I won the best paper award at the conference I’ve been attending this week. This was VERY unexpected. I mean it was a good paper but to win best paper. My mind is blown!
SO EXCITED!!!
WOOT!!! WOOT!!!
(I’m not acting in the way of a dignified scientist, but fork that WOOT!! WOOT!!!)
[Worrisome thought: does this mean that the mass mechanical annihilation of the race is one step closer: Beep…kill…beep - getting there, there… beep - beep - beep KILL!]
Thanks everyone for the support! I appreciate it. I would link to the paper, but like most people I do value my anonymity on this board. I think if you tried hard enough you could probably figure out who I am. There are only so many relatively new researchers working on model inference using machine learning, who are also now working in a medical lab.
This paper was on inferring models of temporal processes where the mechanisms of the process have parametric activation functions (where at least one parameter in at least one function is time, hence temporal) from data observed from the process. The simpler version of this problem (model inference from observable data) has been an open problem since the 1970s. The algorithm we developed is the first one that can solve this in a general domain agnostic way for processes with activation functions (there have been previous approaches that can infer functions that modify how the process works but not how they activate, and they have to assume the process is known, our algorithm infers the process and the activation functions). The potential impact is reducing the need for human experts to derive a model from data, which can be difficult and complex.

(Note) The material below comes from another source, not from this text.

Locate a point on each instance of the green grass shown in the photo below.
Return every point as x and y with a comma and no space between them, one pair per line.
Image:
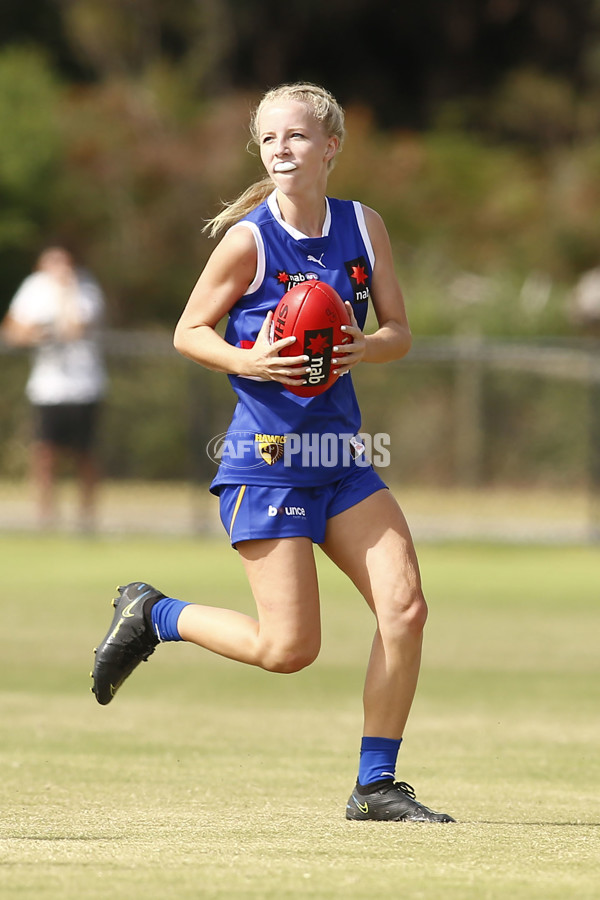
209,779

Additionally, usually such model creation by experts uses known scientific principles. With the developed algorithm it is possible to infer the model and then an expert can use that to deduce the scientific principles behind it.
It sounds more complicated than it is. Let me give you a simple example.
Suppose you have a tree that produces branches. Suppose that the tree will produce a branch after a period of time T and after receiving an amount of sunlight S. My algorithm, if given the proper data, can determine that a tree’s growing process has a mechanism “Branch” that has two parameters t and s. It will also determine that Branch(t,s) activates if and only if t > T and s > S. Finally, it will determine that a the mechanism Branch produces a branch B that has the physical form of “insert description of a branch here” (this aspect gets technical so just pretend there’s a description of a branch) with of course any sub-mechanisms for the branch. For example, how that branch forms leaves or sub-branches.
In other words, given the right data, my algorithm can fully describe the process used by a tree to grow including the factors that control the underlying mechanisms of growth.